Anyway. The story got around a bit differently. Stories always do. Turning your back on a story is like turning your back on the ocean. Everybody adding details, everybody adding lines that fall on the ear like music and never mind where the truth falls by the wayside.
Everybody wants a hero so they know who to cheer for.
That’s fine. I don’t expect cheering.
She doesn’t look unhappy when she walks along the shore. But perhaps some day that young man will look the other way—distracted by a pretty girl’s smile, say—and she’ll make her way down to the water.
And if she wants—and if she still remembers–she’ll be welcome back here. You can always reverse engineer a gill slit. Who knows, all those mortal years might have been enough to learn wisdom.
We’ll still be here, under the waves. Nothing much has changed.
The tide comes in, the tide goes out.
All the same in the end.
NEVER
“Pudding,” said Stunky, licking his lips. “Blood pudding, with the greasy crunchy bits around the edges.”
Myrtle groaned. After a minute, she said, “Cheese.”
“Cheese?” asked Stunky. “Just cheese?”
“Just cheese nuthin’,” hissed Myrtle. “All melty over a slice of bread, or on a cracker, or—or—anything. How long has it been since you had cheese?”
Stunky didn’t answer. There was no cheese in Neverland, as there were no cows. There was plenty of blood, but nobody ever thought to make pudding out of it. Possibly no one knew how.
It was all very well to go away in the night with an elfin boy with laughing eyes who taught you how to fly, and promised that you’d never have to grow up, but it turned out that grown-ups had a great deal to do with meals arriving regularly and on time.
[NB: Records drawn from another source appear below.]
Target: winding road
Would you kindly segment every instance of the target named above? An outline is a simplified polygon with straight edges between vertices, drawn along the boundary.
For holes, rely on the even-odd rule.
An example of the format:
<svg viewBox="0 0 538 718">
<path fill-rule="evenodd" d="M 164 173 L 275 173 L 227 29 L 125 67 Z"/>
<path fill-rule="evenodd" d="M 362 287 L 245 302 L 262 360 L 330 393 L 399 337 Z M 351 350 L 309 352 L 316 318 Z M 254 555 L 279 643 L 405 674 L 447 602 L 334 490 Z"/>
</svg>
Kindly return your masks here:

To get food, you had to beg it off the Indians or steal it from the pirates, and as a result, nearly everyone was hungry all the time, except perhaps Pan.
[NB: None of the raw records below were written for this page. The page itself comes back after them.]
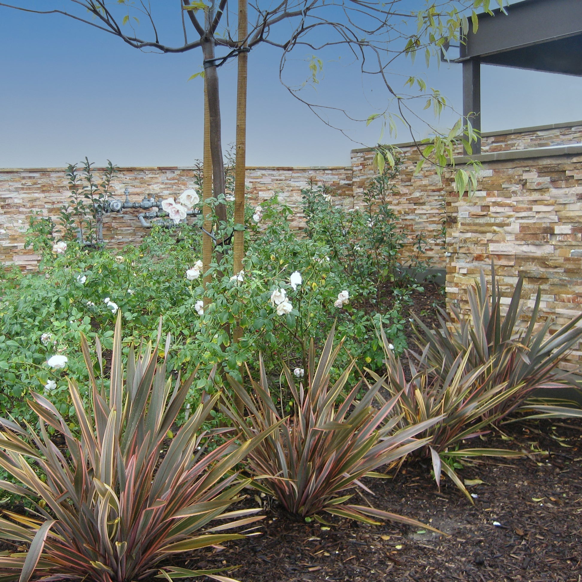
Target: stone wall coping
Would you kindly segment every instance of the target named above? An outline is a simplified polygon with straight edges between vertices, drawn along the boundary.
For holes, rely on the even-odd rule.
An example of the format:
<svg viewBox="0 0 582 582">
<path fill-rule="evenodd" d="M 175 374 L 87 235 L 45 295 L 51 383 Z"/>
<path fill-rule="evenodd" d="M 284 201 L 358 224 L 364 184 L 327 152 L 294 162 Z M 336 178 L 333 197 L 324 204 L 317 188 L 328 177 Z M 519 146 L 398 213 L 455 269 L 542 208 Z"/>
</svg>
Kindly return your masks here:
<svg viewBox="0 0 582 582">
<path fill-rule="evenodd" d="M 561 123 L 548 123 L 546 125 L 532 125 L 528 127 L 515 127 L 513 129 L 498 129 L 494 132 L 483 132 L 481 136 L 482 137 L 491 137 L 493 136 L 505 136 L 510 133 L 525 133 L 526 132 L 541 132 L 544 129 L 560 129 L 562 127 L 575 127 L 577 126 L 582 126 L 582 120 L 580 121 L 568 121 Z M 417 141 L 404 141 L 400 144 L 393 144 L 395 147 L 410 147 L 413 146 L 425 146 L 426 144 L 421 144 L 421 140 Z M 352 153 L 359 153 L 360 152 L 371 151 L 373 150 L 371 147 L 359 148 L 356 150 L 352 150 Z"/>
<path fill-rule="evenodd" d="M 527 150 L 507 150 L 505 151 L 493 151 L 478 155 L 458 156 L 455 158 L 455 164 L 467 164 L 474 160 L 478 162 L 501 162 L 508 159 L 527 159 L 528 158 L 545 158 L 555 155 L 568 155 L 582 154 L 582 144 L 569 146 L 548 146 Z"/>
<path fill-rule="evenodd" d="M 120 171 L 130 171 L 135 170 L 141 171 L 158 171 L 159 172 L 167 172 L 194 170 L 196 168 L 193 166 L 119 166 Z M 102 171 L 105 167 L 98 166 L 94 166 L 94 170 Z M 290 171 L 292 170 L 349 170 L 352 171 L 352 166 L 247 166 L 247 170 L 273 170 L 281 171 Z M 0 173 L 18 173 L 20 172 L 62 172 L 66 171 L 66 168 L 0 168 Z"/>
</svg>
It almost hadn’t been that way. A farm boy named Albert had come with Pan one night, a stolid presence who’d come along only because his little sister had been intent on going off with the wild boy. He had borrowed seed from the Indians and begun a garden, silently hoeing with a broken sword blade tied to a broomstick and bringing buckets of water up from the spring.
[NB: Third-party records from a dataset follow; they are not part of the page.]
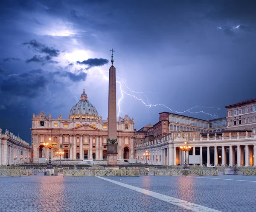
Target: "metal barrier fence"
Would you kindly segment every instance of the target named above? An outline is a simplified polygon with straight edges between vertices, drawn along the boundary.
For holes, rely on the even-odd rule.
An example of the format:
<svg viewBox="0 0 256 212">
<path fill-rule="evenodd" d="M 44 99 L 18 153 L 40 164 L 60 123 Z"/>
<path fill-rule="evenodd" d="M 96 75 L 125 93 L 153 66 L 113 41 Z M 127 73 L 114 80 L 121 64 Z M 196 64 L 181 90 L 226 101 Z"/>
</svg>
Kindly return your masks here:
<svg viewBox="0 0 256 212">
<path fill-rule="evenodd" d="M 30 170 L 16 169 L 0 169 L 0 177 L 21 177 L 24 175 L 30 176 Z"/>
<path fill-rule="evenodd" d="M 111 177 L 140 176 L 139 170 L 64 170 L 63 177 Z"/>
</svg>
And when the plants were knee high and the tomatoes were throwing out round green balls and every Lost Boy was drooling at the thought of a real meal, something other than fish (oh god, they were so sick of fish) Pan had one of his wild moods and set the whole thing on fire.
“Vegetables!” he cried, hovering over the plants, which didn’t burn well but which stomped and flattened beautifully. “We don’t eat vegetables! Yuck! That’s grown-up stuff!”
Albert, still stolid and wordless, picked up his makeshift hoe and went for Pan’s throat.
Stunky could have told him how it would end. Pan was wicked fast and even if he hadn’t been, he had the fairies. The little brutes had put Albert’s eyes out with their knitting-needle swords before he’d gotten five feet. Pan had stabbed him a few times, mostly as an afterthought, and then thrown the body off a cliff, and that was the end of organized agriculture in Neverland.
They lived mostly on bird’s eggs and nestlings when they could get them. And fish. Always fish. One of the Indians had showed Stunky how to salt a fish with the rough, impure salt that dried on the rocks. You had to scrape it off with a knife and it didn’t work very well, but it was better than nothing. The fish took longer to rot, anyhow.
“I’d kill for a bit of cheese,” said Myrtle, and sighed.
“Sure,” said Stunky, stirring the pot of boiling water than contained the evening’s fish and a couple of hunks of coconut, “but who would you kill?”
Myrtle lifted her head and looked across the room, if you could call the ruined cargo hold of a wrecked ship a “room.”
Pan was lounging on a makeshift throne of old nets and packing crates, regaling some of the younger Lost Boys with tales of wild battles against the pirates. Two fairies squatted on either shoulder, casting their rotting swamp-gas light across his cheekbones, and a third crouched on the back of the throne. It scanned the room ceaselessly, wings twitching like the ears of a sleeping dog.
Stunky elbowed her. “Stop looking!” he hissed, and Myrtle dropped her head obediently. “You want ‘em to think you’re watching ‘em?”